Uma das histórias de amor mais lindas da literatura e do cinema, na Netflix Massimo Calabria Matarweh / Netflix

Uma das histórias de amor mais lindas da literatura e do cinema, na Netflix

Uma mulher de origem nobre, influente e de posição social respeitável na Inglaterra pós-Primeira Guerra Mundial (1914-1918) encontra-se presa em um casamento infeliz, sem culpados evidentes. Embora tenha a opção de se deixar levar por um jardineiro viril e culto, leitor de James Joyce (1882-1941), sua atração vai além da aparência e da simplicidade do homem, tocando em algo mais profundo e mágico.

“O Amante de Lady Chatterley”, na Netflix, é uma obra que explora o amor, mas também serve como uma reflexão sobre o poder do ódio, que cresce silenciosamente, sufocando tudo ao redor com uma sutileza mortal. O filme, dirigido pela francesa Laure de Clermont-Tonnerre e baseado na obra de D. H. Lawrence (1885-1930), traz à tona uma das narrativas mais liricamente intensas da literatura, revivendo um período em que as emoções eram vividas de forma autêntica e devastadora.

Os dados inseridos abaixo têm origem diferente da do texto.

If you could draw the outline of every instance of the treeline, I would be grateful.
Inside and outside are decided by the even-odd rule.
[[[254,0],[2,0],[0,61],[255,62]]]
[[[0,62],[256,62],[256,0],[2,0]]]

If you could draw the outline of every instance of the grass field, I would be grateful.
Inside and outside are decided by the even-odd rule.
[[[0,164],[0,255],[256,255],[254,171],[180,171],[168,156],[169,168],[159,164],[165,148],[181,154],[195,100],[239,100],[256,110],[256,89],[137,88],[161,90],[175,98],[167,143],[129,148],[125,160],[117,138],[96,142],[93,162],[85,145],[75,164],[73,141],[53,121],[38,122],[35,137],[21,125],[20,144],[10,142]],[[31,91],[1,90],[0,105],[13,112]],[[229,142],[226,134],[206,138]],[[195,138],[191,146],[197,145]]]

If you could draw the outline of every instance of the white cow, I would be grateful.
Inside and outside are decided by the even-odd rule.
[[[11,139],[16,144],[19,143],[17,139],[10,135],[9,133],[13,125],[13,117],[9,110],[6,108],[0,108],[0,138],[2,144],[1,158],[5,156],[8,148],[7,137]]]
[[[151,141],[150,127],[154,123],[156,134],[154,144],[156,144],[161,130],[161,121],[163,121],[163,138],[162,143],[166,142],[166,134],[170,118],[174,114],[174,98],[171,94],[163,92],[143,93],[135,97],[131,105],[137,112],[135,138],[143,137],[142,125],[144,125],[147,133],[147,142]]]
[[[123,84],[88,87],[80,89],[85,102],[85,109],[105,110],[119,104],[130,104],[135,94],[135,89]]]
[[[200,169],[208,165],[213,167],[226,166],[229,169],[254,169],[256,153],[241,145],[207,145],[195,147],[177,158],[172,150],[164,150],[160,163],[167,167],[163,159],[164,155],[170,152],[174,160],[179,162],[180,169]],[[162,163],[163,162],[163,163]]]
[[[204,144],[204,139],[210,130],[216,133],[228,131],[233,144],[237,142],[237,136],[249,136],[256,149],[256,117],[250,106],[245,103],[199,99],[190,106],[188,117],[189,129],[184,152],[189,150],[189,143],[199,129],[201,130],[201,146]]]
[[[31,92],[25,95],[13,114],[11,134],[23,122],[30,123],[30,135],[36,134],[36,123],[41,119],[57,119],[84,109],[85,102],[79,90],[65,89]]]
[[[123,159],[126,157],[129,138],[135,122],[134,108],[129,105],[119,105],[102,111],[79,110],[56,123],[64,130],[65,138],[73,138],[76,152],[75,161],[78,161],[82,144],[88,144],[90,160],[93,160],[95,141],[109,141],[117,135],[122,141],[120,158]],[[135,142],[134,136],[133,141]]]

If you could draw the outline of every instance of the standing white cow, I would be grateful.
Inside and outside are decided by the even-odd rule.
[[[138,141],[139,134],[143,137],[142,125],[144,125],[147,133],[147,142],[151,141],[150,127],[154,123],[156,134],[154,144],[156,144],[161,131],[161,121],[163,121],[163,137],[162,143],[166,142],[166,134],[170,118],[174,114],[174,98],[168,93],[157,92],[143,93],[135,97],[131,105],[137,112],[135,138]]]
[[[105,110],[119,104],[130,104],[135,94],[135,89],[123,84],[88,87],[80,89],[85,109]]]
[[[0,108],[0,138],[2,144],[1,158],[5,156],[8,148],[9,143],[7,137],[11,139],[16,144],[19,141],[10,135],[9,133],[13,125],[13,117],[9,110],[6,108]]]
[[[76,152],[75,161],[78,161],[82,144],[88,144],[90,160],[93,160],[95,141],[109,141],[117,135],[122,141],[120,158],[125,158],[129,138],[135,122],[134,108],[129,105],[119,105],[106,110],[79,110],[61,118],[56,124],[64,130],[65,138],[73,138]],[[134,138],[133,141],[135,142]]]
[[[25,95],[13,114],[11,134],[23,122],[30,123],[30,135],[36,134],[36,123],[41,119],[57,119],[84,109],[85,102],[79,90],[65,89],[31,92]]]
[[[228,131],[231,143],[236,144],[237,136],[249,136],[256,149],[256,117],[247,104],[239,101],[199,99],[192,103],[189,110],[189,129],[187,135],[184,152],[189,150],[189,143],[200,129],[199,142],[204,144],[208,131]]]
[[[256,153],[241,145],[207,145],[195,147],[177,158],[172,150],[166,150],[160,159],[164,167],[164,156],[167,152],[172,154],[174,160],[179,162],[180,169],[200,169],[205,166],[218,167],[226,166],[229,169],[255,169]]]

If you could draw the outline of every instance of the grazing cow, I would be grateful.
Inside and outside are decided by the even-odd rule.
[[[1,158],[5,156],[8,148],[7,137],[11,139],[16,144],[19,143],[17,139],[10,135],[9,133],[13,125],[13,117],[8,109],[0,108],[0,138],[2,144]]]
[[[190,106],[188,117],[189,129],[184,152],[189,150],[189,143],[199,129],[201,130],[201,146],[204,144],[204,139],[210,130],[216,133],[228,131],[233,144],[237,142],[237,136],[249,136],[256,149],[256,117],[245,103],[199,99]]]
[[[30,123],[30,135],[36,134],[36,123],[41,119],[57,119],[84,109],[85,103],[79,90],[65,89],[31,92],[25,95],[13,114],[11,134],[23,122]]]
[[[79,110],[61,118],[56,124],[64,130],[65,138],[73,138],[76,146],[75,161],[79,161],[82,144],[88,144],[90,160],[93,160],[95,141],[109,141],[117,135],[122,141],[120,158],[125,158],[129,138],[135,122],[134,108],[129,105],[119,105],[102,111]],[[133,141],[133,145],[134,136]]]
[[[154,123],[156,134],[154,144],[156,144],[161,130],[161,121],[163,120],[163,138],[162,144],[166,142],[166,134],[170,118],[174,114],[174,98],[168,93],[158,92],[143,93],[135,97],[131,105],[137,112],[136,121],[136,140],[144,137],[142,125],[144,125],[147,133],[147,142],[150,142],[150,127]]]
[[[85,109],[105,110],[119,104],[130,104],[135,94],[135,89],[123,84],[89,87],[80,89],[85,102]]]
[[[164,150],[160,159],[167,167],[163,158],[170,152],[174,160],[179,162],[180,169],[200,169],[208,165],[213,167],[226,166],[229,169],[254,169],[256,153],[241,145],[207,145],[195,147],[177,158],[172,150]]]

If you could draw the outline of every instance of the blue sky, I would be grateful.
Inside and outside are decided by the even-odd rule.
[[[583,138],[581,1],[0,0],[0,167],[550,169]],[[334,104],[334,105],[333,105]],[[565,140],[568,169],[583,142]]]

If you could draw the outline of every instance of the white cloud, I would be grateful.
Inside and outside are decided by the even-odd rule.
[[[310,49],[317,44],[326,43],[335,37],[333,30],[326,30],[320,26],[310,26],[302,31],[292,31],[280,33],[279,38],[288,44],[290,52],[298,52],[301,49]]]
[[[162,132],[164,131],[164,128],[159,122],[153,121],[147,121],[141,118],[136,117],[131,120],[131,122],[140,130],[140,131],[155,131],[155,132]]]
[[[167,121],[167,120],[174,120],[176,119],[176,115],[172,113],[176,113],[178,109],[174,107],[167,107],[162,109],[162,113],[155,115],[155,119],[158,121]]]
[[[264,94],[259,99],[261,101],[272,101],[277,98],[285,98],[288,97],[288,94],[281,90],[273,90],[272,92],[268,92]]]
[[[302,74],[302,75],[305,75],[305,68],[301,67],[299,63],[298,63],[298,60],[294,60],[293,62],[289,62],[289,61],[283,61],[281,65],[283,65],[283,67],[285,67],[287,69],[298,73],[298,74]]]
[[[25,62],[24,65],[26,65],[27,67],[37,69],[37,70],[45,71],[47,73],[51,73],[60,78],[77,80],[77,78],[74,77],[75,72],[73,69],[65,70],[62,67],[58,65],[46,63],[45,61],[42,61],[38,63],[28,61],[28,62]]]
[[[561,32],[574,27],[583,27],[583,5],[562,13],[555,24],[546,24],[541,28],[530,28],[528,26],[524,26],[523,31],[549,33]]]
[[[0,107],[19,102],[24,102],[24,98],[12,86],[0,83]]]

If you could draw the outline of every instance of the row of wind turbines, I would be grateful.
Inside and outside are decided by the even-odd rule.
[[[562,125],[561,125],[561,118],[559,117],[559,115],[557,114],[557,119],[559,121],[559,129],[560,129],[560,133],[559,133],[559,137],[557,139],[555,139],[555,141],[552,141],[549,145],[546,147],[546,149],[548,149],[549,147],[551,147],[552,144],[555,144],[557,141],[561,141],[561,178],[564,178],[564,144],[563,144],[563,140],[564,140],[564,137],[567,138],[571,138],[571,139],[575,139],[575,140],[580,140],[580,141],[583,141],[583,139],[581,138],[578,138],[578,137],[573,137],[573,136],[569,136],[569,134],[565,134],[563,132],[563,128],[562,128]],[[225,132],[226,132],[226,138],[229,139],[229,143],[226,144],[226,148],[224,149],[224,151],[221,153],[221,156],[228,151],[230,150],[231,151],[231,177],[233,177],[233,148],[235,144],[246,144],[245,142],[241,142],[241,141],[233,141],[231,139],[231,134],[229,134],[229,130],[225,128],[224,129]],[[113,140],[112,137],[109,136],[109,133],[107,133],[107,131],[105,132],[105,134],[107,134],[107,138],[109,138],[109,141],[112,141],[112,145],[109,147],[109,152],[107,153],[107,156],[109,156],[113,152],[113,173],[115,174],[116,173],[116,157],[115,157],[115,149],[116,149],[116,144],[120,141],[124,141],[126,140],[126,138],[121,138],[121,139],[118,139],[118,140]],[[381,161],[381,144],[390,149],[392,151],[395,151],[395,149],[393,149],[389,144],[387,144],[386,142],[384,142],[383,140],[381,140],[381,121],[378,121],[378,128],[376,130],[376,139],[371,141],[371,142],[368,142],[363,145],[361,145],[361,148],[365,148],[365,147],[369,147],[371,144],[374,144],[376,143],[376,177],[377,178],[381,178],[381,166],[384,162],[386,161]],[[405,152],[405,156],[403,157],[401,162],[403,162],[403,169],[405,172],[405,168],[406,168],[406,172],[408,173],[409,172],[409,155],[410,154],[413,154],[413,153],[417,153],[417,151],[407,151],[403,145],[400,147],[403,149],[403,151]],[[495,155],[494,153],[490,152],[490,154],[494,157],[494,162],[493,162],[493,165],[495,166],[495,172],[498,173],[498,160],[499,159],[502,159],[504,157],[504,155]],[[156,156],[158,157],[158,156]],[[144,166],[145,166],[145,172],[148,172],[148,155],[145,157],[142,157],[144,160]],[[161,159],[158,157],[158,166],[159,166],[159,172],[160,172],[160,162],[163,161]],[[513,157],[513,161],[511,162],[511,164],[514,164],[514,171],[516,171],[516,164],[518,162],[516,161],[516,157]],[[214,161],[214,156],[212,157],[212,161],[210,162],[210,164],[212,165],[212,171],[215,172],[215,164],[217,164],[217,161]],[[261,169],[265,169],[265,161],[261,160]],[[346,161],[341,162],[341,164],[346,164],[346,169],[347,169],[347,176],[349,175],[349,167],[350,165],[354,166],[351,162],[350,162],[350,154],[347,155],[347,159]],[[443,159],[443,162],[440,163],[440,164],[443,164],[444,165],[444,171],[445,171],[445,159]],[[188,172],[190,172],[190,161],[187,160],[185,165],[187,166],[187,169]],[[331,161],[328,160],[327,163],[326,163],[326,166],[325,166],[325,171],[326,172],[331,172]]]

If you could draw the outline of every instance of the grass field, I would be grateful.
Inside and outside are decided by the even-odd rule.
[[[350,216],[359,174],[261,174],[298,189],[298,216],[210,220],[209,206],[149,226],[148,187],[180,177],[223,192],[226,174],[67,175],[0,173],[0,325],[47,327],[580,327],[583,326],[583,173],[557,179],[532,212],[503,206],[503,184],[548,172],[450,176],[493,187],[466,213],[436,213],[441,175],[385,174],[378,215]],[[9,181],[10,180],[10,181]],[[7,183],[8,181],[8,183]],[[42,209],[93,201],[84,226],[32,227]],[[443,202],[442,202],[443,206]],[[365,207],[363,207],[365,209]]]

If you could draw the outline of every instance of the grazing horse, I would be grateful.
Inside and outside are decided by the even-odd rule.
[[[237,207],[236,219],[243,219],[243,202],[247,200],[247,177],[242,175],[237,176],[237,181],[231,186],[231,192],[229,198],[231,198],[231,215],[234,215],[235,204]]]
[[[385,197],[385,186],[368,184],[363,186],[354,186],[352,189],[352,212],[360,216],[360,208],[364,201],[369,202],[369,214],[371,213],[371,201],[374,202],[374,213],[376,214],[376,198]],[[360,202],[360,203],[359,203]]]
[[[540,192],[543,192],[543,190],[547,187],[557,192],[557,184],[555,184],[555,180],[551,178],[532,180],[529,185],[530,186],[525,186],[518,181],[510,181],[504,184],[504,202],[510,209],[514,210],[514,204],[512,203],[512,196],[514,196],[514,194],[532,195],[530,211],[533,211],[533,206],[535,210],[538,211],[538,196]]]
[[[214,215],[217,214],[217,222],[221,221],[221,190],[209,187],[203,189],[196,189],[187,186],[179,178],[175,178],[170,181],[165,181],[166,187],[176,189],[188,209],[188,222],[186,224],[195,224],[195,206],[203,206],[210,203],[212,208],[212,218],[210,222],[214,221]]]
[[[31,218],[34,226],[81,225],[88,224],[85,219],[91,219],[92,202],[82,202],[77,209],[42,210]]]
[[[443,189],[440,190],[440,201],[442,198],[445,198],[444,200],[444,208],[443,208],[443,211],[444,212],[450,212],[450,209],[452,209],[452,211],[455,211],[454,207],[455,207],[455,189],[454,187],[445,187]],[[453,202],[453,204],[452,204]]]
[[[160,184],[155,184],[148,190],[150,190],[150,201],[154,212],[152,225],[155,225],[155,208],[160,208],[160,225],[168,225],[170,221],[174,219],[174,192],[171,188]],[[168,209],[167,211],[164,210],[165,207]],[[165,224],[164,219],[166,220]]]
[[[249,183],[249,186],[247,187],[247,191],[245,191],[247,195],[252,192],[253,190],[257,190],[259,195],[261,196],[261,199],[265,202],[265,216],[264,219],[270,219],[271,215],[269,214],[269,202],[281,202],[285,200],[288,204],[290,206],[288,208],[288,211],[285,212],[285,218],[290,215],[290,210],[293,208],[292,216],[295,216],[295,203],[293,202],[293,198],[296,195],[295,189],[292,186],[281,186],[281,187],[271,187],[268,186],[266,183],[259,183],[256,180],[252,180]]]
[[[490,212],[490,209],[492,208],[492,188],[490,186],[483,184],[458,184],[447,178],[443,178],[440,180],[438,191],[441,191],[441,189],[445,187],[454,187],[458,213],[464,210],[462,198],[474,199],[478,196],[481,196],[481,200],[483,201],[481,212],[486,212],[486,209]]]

No centro dessa história, Lady Chatterley, representada de forma mais proeminente do que seu amante, revela muito sobre a mensagem que Lawrence desejava transmitir. A narrativa se passa em um tempo em que a igualdade de gênero ainda era um ideal distante, mesmo em um contexto europeu marcado por ideais de liberdade, economia de mercado e utopias. Constance Reid, a protagonista, é apresentada como uma mulher à frente de sua época, uma figura que desafia as expectativas sociais.

O roteiro de David Magee não esconde que Constance já tinha experiências amorosas antes de se envolver com o baronete Clifford Chatterley, interpretado por Matthew Duckett. É possível inferir que foi Constance quem tomou a iniciativa no relacionamento que rapidamente levou ao casamento. Nesta adaptação, a sexta desde o trabalho de Marc Allégret em 1955, Emma Corrin traz à vida uma Lady Chatterley que desafia os costumes da época, permanecendo fiel à essência da narrativa de Lawrence.

O romancista deixa a cargo do público os julgamentos sobre Connie e Clifford. Clifford, um homem fraco, decide mudar-se com sua esposa para a sombria herdade de Wragby após retornar da guerra, incapaz de andar. Clermont-Tonnerre explora a pulsão de morte que permeia a história, ajustando-a ao temperamento inquieto de Lady Chatterley, também paralisada por sua mudança abrupta para Wragby.

A performance de Corrin faz com que o espectador se resigne à inação autodestrutiva da personagem, como uma fera que, encurralada por um caçador, é subitamente abalada pelo encontro que impulsiona a trama. Uma declaração de Clifford antes desse encontro destrói os últimos vestígios de esperança de Constance por um casamento mais feliz.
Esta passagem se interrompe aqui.